Millions of Africa's refugees could go home soon, says UNHCR official
Millions of Africa's refugees could go home soon, says UNHCR official
GENEVA, Feb 27 (UNHCR) - Millions of Africans uprooted by war are in sight of the day when they can return to their countries, UNHCR's head of operations in Africa told a press conference at the agency's Geneva headquarters today.
Speaking to the media at the Palais des Nations, Africa Bureau Director for UNHCR David Lambo said that thanks to ongoing peace efforts in various regions of Africa, there are potentially more than 2 million refugees who may want to return home over the next three to five years.
Noting that the world is seeing "a new dawn in Africa", Lambo said that several conflicts on the continent had recently ended while in other regions, parties were now seriously sitting around the negotiating table.
He stressed that for the first time in many years, millions of refugees may have the chance to return to their countries, where they would join millions more of their countrymen internally displaced by war who are also starting to go back to their communities.
UNHCR is planning a ministerial conference, the Dialogue on Voluntary Repatriation and Sustainable Reintegration in Africa, to be held in the Palais des Nations on March 8.
Lambo said the meeting will bring together key African ministers, donor governments and other partners to discuss peace processes that will, over the next few years, present unprecedented opportunities to find solutions for Africa's protracted refugee problems.
The upcoming meeting will be opened by the UN High Commissioner for Refugees, Ruud Lubbers. Joining the 14 ministers who Lambo said have so far agreed to attend the meeting will be keynote speakers Poul Nielson, European Commissioner for Development and Humanitarian Aid; Julia D. Joiner, Commissioner for Political Affairs, Commission of the African Union; and Julia Taft, Assistant Administrator of the UN Development Programme.

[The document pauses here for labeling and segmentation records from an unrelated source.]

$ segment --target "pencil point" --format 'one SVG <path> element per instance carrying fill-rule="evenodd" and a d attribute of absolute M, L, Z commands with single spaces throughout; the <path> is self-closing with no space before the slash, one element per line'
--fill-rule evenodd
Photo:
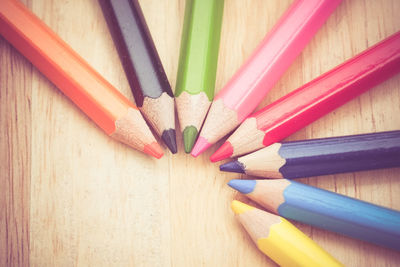
<path fill-rule="evenodd" d="M 164 155 L 162 148 L 157 142 L 153 142 L 151 144 L 145 145 L 143 149 L 144 153 L 147 153 L 155 158 L 161 158 Z"/>
<path fill-rule="evenodd" d="M 214 154 L 211 155 L 210 160 L 217 162 L 231 157 L 233 154 L 233 147 L 229 141 L 226 141 Z"/>
<path fill-rule="evenodd" d="M 183 130 L 183 144 L 185 146 L 186 153 L 190 153 L 192 151 L 197 134 L 197 128 L 194 126 L 187 126 L 185 127 L 185 130 Z"/>
<path fill-rule="evenodd" d="M 161 139 L 164 141 L 164 144 L 169 148 L 172 154 L 178 152 L 175 129 L 164 130 L 161 135 Z"/>
<path fill-rule="evenodd" d="M 203 153 L 210 146 L 211 146 L 211 144 L 207 141 L 207 139 L 205 139 L 202 136 L 199 136 L 199 138 L 197 139 L 196 144 L 194 145 L 194 147 L 192 149 L 191 155 L 193 157 L 197 157 L 198 155 Z"/>
<path fill-rule="evenodd" d="M 249 194 L 253 192 L 256 183 L 255 180 L 233 179 L 229 181 L 228 185 L 242 194 Z"/>
<path fill-rule="evenodd" d="M 244 204 L 243 202 L 237 200 L 232 201 L 231 208 L 235 214 L 241 214 L 248 210 L 254 209 L 254 207 Z"/>
<path fill-rule="evenodd" d="M 237 160 L 220 165 L 219 170 L 224 172 L 246 173 L 244 165 Z"/>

"The March 8 meeting will raise the awareness of the international community and help them to understand the potential for return," Lambo said. "We're trying to spread the message that donors must help the peace processes now underway on the continent to be sustainable."

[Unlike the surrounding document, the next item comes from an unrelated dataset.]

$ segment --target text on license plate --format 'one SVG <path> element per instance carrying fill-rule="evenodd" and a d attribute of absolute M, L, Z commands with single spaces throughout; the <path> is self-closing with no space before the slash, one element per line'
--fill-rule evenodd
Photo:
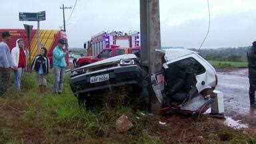
<path fill-rule="evenodd" d="M 91 77 L 90 82 L 91 83 L 94 83 L 107 81 L 109 79 L 109 74 L 107 73 L 107 74 Z"/>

"One of the major problems is to break the cycle of repatriation and then of despair," Lambo said of situations where refugees finally make the step to return to their countries, but then lack the economic and social support necessary to become self-sufficient.

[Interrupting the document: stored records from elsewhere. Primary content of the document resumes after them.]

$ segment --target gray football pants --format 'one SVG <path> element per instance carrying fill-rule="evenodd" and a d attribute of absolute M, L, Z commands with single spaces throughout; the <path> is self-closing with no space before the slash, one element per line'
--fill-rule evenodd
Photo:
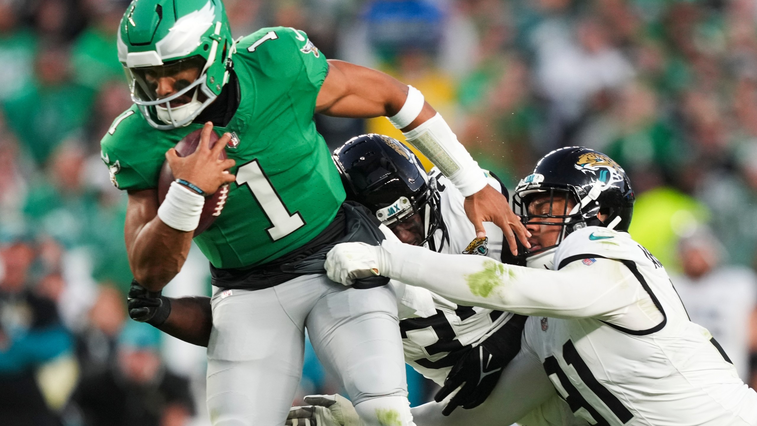
<path fill-rule="evenodd" d="M 358 409 L 366 424 L 381 424 L 385 409 L 410 418 L 390 287 L 352 289 L 318 274 L 230 293 L 217 290 L 210 301 L 207 408 L 214 426 L 284 424 L 302 372 L 306 327 L 318 358 L 357 408 L 383 407 Z"/>

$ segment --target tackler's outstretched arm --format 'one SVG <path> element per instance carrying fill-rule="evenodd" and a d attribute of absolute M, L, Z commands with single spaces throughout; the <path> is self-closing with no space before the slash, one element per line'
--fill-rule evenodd
<path fill-rule="evenodd" d="M 326 270 L 337 282 L 378 274 L 424 287 L 461 305 L 525 315 L 589 318 L 622 309 L 639 287 L 622 263 L 599 258 L 590 274 L 574 262 L 560 271 L 505 265 L 483 256 L 444 255 L 387 241 L 380 246 L 337 245 Z"/>

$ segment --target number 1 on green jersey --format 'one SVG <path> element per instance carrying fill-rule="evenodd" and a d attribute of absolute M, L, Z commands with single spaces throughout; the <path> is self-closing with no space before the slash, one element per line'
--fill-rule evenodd
<path fill-rule="evenodd" d="M 305 226 L 299 211 L 289 213 L 257 160 L 239 166 L 236 177 L 237 184 L 247 186 L 271 223 L 266 231 L 272 240 L 280 240 Z"/>

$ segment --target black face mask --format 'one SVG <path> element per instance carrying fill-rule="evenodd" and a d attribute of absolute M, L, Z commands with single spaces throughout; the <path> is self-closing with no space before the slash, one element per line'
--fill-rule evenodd
<path fill-rule="evenodd" d="M 192 123 L 202 124 L 210 121 L 214 126 L 225 127 L 236 113 L 241 100 L 239 79 L 237 78 L 234 70 L 229 70 L 229 83 L 223 86 L 216 100 L 207 105 L 207 108 L 203 110 Z"/>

The refugee agency's intention behind the upcoming conference is to spotlight countries where Lambo said UNHCR is "cautiously optimistic" about the direction of the peace process and consolidation efforts. The agency has noted that Angola, Burundi, the Democratic Republic of the Congo, Eritrea, Liberia, Rwanda, Sierra Leone, Somalia and Sudan all fall into the list of states already welcoming back or on the verge of seeing exiles return from neighbouring states.
Lambo said the agency believes that the international community needs to seize this opportunity and take a comprehensive regional approach to ensure repatriation and sustainable reintegration in Africa.
"It is very important that we make this effort sustainable and that we really do break the cycle of violence," Lambo declared. "We can demobilise combatants and help people home, but it is an entirely different matter to rehabilitate and rebuild a country."
As such, UNHCR sees the March 8 meeting as an opportunity to bring senior government officials from nearly 40 African countries into contact with key donor states and humanitarian and development actors. This will give them a chance to begin outlining a coordinated repatriation and rehabilitation effort in their states to ensure that returning refugees and displaced persons can be absorbed by communities that are themselves recovering from years of neglect.
In an encouraging sign, UNHCR has received the first contributions to what could be its biggest repatriation operation in the near future - Sudan. The United States has donated $2.7 million while Canada contributed $380,000 in response to the agency's November 2003 appeal for $8.8 million to fund preparatory activities for the return of Sudanese refugees.